Inspiration. What does it mean to live an inspired life? It’s a phrase that can bring to mind images of artists, monastics, and martyrs. It also makes me think of sweeping the floor and tending my weeds.
I think the phrase got stuck in my head the other day when one of my friends referred to another as an inspiration. Word nerd that I am, I was intrigued: my friend the inspiration has a serious breathing disorder and one of the definitions of “inspire” is “to breathe in.” In fact, the word dates back to about 1300 when it meant “to breathe upon or into” or simply “to breathe.” Today I am thinking about the relationship between inspiration and breath in our day to day lives.
She’s an Inspiration
Spending time with other writers and artists, I hear a lot of talk about “inspiration.” It can sound magical and mystical; it can appear impossible to achieve. Sometimes we sound like we’re sitting around waiting to be hit by the inspiration stick.
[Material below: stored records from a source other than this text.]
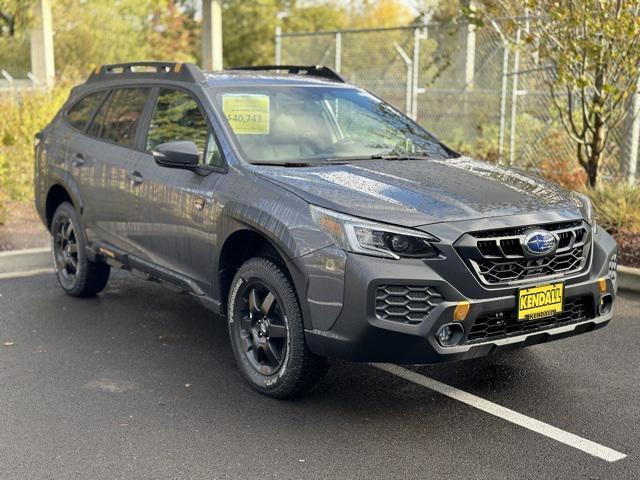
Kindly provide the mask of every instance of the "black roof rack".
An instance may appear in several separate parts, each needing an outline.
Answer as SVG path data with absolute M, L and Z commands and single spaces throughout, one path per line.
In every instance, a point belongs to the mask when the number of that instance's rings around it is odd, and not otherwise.
M 136 78 L 156 78 L 181 82 L 205 81 L 204 75 L 193 63 L 131 62 L 102 65 L 91 72 L 87 83 Z
M 345 83 L 344 78 L 324 65 L 258 65 L 253 67 L 233 67 L 227 70 L 249 70 L 257 72 L 279 70 L 296 75 L 309 75 L 311 77 L 326 78 L 334 82 Z

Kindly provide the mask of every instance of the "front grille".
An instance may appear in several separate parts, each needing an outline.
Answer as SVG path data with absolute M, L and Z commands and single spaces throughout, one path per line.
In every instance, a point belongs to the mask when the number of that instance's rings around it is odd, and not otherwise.
M 522 247 L 527 233 L 538 229 L 556 237 L 558 247 L 548 256 L 528 256 Z M 591 230 L 580 220 L 489 230 L 467 233 L 455 247 L 482 283 L 509 285 L 585 270 L 589 263 Z
M 443 301 L 433 287 L 380 285 L 376 288 L 376 315 L 383 320 L 415 325 Z
M 564 302 L 562 313 L 538 320 L 519 321 L 516 310 L 507 310 L 480 315 L 469 334 L 467 344 L 514 337 L 578 323 L 594 318 L 593 299 L 591 296 L 568 298 Z

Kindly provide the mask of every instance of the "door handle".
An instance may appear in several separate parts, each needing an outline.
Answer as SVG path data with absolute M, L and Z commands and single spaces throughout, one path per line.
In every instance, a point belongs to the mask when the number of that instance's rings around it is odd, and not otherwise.
M 144 177 L 137 170 L 127 172 L 127 178 L 131 180 L 131 183 L 133 183 L 134 185 L 140 185 L 142 182 L 144 182 Z
M 73 160 L 71 160 L 71 166 L 81 167 L 82 165 L 84 165 L 84 155 L 82 155 L 81 153 L 76 153 L 76 156 L 73 157 Z

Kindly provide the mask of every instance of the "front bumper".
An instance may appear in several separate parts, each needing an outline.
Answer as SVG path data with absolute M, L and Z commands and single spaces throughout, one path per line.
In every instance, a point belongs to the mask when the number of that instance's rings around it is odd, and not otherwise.
M 534 345 L 592 331 L 605 326 L 612 317 L 611 310 L 602 315 L 597 312 L 602 295 L 600 278 L 605 279 L 606 293 L 615 297 L 615 275 L 609 271 L 615 251 L 613 239 L 599 229 L 594 235 L 590 269 L 578 276 L 553 280 L 565 282 L 565 300 L 583 299 L 588 315 L 565 318 L 548 328 L 541 326 L 522 333 L 474 341 L 467 341 L 467 335 L 476 320 L 495 312 L 514 311 L 518 288 L 526 285 L 483 288 L 468 270 L 458 269 L 450 258 L 395 261 L 347 254 L 341 311 L 330 328 L 314 325 L 306 330 L 307 344 L 318 355 L 351 361 L 438 363 L 481 357 L 499 349 Z M 452 251 L 446 253 L 454 254 Z M 549 281 L 541 279 L 532 285 L 546 283 Z M 408 324 L 385 320 L 376 314 L 375 308 L 376 289 L 380 285 L 429 286 L 442 295 L 442 301 L 434 305 L 421 322 Z M 436 331 L 453 321 L 453 311 L 460 301 L 470 302 L 466 318 L 459 322 L 464 329 L 464 340 L 459 345 L 443 347 L 436 340 Z

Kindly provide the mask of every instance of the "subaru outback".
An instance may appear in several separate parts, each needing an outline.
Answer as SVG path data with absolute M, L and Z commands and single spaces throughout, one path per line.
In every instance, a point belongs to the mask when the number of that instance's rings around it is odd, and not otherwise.
M 35 157 L 62 289 L 121 268 L 188 292 L 274 397 L 331 358 L 470 359 L 612 317 L 616 245 L 585 196 L 459 155 L 327 67 L 105 65 Z

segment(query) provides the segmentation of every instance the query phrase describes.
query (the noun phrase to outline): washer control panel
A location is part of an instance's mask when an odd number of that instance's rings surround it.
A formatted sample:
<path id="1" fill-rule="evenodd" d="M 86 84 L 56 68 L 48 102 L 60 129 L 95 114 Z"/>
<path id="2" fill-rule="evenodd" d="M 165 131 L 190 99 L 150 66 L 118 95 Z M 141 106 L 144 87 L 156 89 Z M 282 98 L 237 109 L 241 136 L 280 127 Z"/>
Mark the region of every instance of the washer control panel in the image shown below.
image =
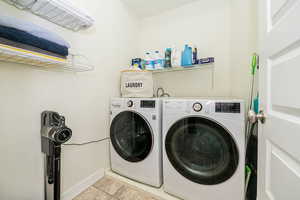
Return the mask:
<path id="1" fill-rule="evenodd" d="M 141 108 L 155 108 L 155 101 L 154 100 L 142 100 Z"/>
<path id="2" fill-rule="evenodd" d="M 200 112 L 202 110 L 202 108 L 203 108 L 203 106 L 199 102 L 196 102 L 196 103 L 193 104 L 193 110 L 195 112 Z"/>

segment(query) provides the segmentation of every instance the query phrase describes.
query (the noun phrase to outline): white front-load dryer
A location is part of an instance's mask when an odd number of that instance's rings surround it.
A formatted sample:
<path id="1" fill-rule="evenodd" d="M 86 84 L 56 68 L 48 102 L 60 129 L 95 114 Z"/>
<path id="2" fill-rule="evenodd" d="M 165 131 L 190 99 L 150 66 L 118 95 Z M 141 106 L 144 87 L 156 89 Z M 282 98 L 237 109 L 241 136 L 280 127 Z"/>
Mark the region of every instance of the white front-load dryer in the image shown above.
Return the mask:
<path id="1" fill-rule="evenodd" d="M 161 100 L 111 100 L 112 171 L 154 187 L 162 185 Z"/>
<path id="2" fill-rule="evenodd" d="M 184 200 L 243 200 L 242 100 L 163 101 L 164 190 Z"/>

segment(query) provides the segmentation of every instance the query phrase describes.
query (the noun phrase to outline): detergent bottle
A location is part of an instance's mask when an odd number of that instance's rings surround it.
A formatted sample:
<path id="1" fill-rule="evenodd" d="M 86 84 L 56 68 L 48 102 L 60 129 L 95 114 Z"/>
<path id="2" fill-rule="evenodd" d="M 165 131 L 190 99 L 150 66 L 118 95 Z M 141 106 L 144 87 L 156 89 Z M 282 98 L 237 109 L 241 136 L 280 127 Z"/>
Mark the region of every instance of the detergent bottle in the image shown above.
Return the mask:
<path id="1" fill-rule="evenodd" d="M 181 56 L 181 66 L 191 66 L 193 64 L 193 50 L 192 47 L 185 45 Z"/>

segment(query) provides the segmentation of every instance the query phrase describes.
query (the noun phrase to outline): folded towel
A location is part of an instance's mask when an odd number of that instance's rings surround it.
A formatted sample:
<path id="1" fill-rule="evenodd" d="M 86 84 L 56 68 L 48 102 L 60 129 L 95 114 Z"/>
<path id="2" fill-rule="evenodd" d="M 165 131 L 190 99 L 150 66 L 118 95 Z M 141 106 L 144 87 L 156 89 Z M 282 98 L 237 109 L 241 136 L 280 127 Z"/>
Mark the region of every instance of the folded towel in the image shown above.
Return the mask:
<path id="1" fill-rule="evenodd" d="M 11 27 L 0 26 L 0 37 L 31 45 L 46 51 L 50 51 L 52 53 L 59 54 L 61 56 L 67 56 L 69 54 L 69 49 L 65 46 L 61 46 L 49 40 L 36 37 L 32 34 L 29 34 L 28 32 Z"/>
<path id="2" fill-rule="evenodd" d="M 37 0 L 31 12 L 65 28 L 77 31 L 90 27 L 94 20 L 66 0 Z"/>
<path id="3" fill-rule="evenodd" d="M 51 31 L 31 22 L 27 22 L 14 17 L 0 16 L 0 26 L 22 30 L 36 37 L 70 48 L 70 44 L 59 35 L 52 33 Z"/>
<path id="4" fill-rule="evenodd" d="M 9 4 L 17 5 L 18 8 L 28 8 L 35 3 L 36 0 L 4 0 Z"/>
<path id="5" fill-rule="evenodd" d="M 53 56 L 53 57 L 57 57 L 57 58 L 66 59 L 65 56 L 61 56 L 59 54 L 52 53 L 50 51 L 45 51 L 43 49 L 31 46 L 31 45 L 22 44 L 20 42 L 15 42 L 15 41 L 8 40 L 8 39 L 2 38 L 2 37 L 0 37 L 0 44 L 4 44 L 4 45 L 11 46 L 11 47 L 16 47 L 16 48 L 19 48 L 19 49 L 24 49 L 24 50 L 32 51 L 32 52 L 37 52 L 37 53 L 45 54 L 45 55 L 48 55 L 48 56 Z"/>
<path id="6" fill-rule="evenodd" d="M 22 2 L 23 5 L 25 5 L 25 4 L 28 5 L 28 2 L 25 3 L 24 1 L 30 1 L 30 0 L 22 0 L 22 1 L 23 1 Z M 20 0 L 18 0 L 18 3 L 19 2 L 20 2 Z M 47 7 L 47 8 L 45 8 L 45 7 Z M 60 10 L 60 12 L 61 11 L 68 12 L 68 14 L 78 17 L 78 18 L 82 19 L 84 22 L 90 23 L 91 25 L 95 21 L 90 15 L 87 14 L 87 11 L 85 9 L 75 6 L 74 2 L 69 1 L 69 0 L 38 0 L 38 1 L 35 1 L 34 5 L 32 7 L 33 12 L 36 12 L 40 9 L 42 9 L 42 10 L 44 9 L 43 11 L 45 11 L 45 13 L 40 13 L 40 14 L 49 14 L 49 10 L 51 11 L 51 14 L 52 14 L 53 11 L 55 12 L 56 10 Z"/>

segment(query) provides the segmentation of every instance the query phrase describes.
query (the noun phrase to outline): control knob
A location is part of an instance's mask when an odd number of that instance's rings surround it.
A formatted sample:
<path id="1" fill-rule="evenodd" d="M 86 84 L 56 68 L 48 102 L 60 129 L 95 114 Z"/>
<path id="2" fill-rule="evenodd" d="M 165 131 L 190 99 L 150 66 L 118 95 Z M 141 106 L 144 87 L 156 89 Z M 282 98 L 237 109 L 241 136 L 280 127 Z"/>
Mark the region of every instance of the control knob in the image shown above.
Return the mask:
<path id="1" fill-rule="evenodd" d="M 131 108 L 131 107 L 133 106 L 133 101 L 129 100 L 129 101 L 127 102 L 127 106 L 128 106 L 129 108 Z"/>
<path id="2" fill-rule="evenodd" d="M 195 112 L 200 112 L 201 110 L 202 110 L 202 105 L 201 105 L 201 103 L 194 103 L 194 105 L 193 105 L 193 109 L 194 109 L 194 111 Z"/>

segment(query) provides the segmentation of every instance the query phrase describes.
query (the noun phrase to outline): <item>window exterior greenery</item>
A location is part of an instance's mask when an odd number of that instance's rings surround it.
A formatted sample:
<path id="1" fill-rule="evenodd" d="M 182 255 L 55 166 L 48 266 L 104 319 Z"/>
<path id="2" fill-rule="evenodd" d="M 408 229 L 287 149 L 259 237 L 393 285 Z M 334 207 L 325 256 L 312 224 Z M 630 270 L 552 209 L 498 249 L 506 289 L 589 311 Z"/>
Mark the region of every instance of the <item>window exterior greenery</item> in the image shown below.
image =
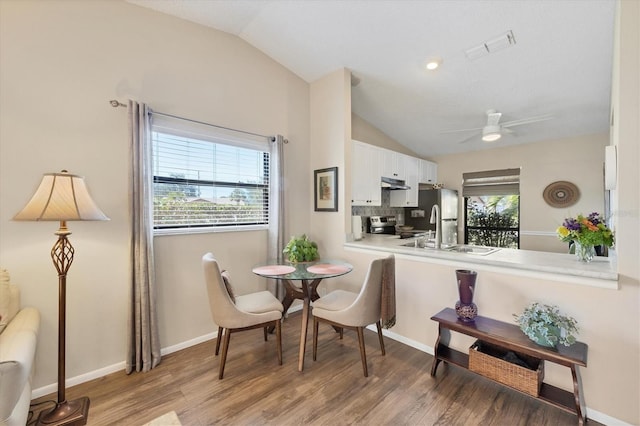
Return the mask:
<path id="1" fill-rule="evenodd" d="M 465 244 L 520 247 L 520 196 L 465 197 Z"/>
<path id="2" fill-rule="evenodd" d="M 152 132 L 155 229 L 267 225 L 269 153 Z"/>

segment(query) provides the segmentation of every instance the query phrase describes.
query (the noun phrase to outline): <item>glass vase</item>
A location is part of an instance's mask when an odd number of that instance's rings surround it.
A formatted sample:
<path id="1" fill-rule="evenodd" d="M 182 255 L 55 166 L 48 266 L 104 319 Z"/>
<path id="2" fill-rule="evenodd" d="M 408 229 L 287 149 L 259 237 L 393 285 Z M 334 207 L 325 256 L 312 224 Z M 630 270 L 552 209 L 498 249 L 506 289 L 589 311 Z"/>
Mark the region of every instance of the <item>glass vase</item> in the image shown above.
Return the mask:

Hit by the Inspiration Stick
I don’t think I’m alone when I say my ability to produce quality work ebbs and flows. I’m not always happy enough with what I’m writing to share it with you — even here. I think that has more to do with my personal standards than a lack of inspiration.
The other day a colleague told me she considered my first book What Kids Need to Succeed “inspirational.”
Apparently I was silent for too long. She went on to explain that, although she thought the book contains good and useful information, she believes that its greatest value is to provide support and inspiration to parents… especially when they doubt or question themselves.
I was only quiet because I was moved. Deeply moved. Frankly, it’s hard to imagine something better than throwing a virtual life preserver to a drowning parent and helping them to shore. (Except maybe for those parents to not to feel like they’re drowning in the first place.) Speaking as both a formerly single parent and an author, I can’t think of a better compliment.
Throwing a Virtual Life Preserver
Being a parent can bring us face-to-face with some of the most powerful versions of anything we feel: love, pride, joy, fear, self doubt. Many people are fortunate to have had great parents to show them the way. Others have to work much harder to extract the value from some of their early lessons. Buttons get pushed. People hurt.
But feelings aren’t facts. They can be a valuable source of information. Sometimes we need help to translate our feelings to thoughts that can be more useful to us. By the way, a little reminder: one does not have to be a parent to feel overwhelmed in the face of a seemingly impossible task. It can happen to authors and artists, sales people, and those facing physical or medical challenges.
What if “I don’t feel like I can do this” means:
- I need support
- I don’t know how to ask for help
- I’m taking on a big challenge
- I’ve never done anything that matters more
- I’m in pain
- I need to improve my skills
- I’m going to get more training
- I’m looking for a mentor
- I want to make sure I’m looking at (and compensating for) my “blind spots”
Sometimes We All Need Translation
But what if “I don’t think I can do this” means you’ve got the open-mindedness and willingness to be great? What if it means you have something inside of you that wants you to go beyond any of the pictures you currently have? What if you’re in the process of establishing a new normal?What if “I don’t think I can do this” is a signal that there’s something inside, yearning for more? What if it has to do with being great? Click To Tweet
“Breathe in. Soften. Go a little deeper.” I’m new to yoga and fascinated by the various instructors’ descriptions of breath and the ways they coach us to be aware of it. Maybe that’s part of what has me thinking about inspired life.
My husband goes on silent meditation retreats. Silent meditation is another place where ‘breath’ takes center stage. I’m told that counting breath is a way to re-center, to come fully into the present, and to stop thinking.
Some of my friends paint. I write. And occasionally try my hand at other forms of art: redacted poetry, multi-media painting, landscape design. It all feels connected.
What’s Your Jam?
I also just finished reading Painting Life by my friend Carol Walsh. It’s a memoir about balancing her life as an artist with her life as a therapist. And about the endless process of reinventing the self. Her book made me wish I had known more about both self-care and reinvention when I was a young therapist and advocate. I burned the candle at both ends, pushing beyond comfortable limits both at work and at home. I rarely said “no.” It took time to see that I short-changed everyone — especially myself. Eventually, I learned to embrace both self-care and personal evolution. Maybe there is no “wrong.” Maybe there’s only “next.”
What if inspiration only meant “breath?” Does the fact that we have breath means we are already inspired? Could inspired living simply mean using our breath? Using our lives in the best way we know how? Is it really all that simple? How do we best use that precious gift?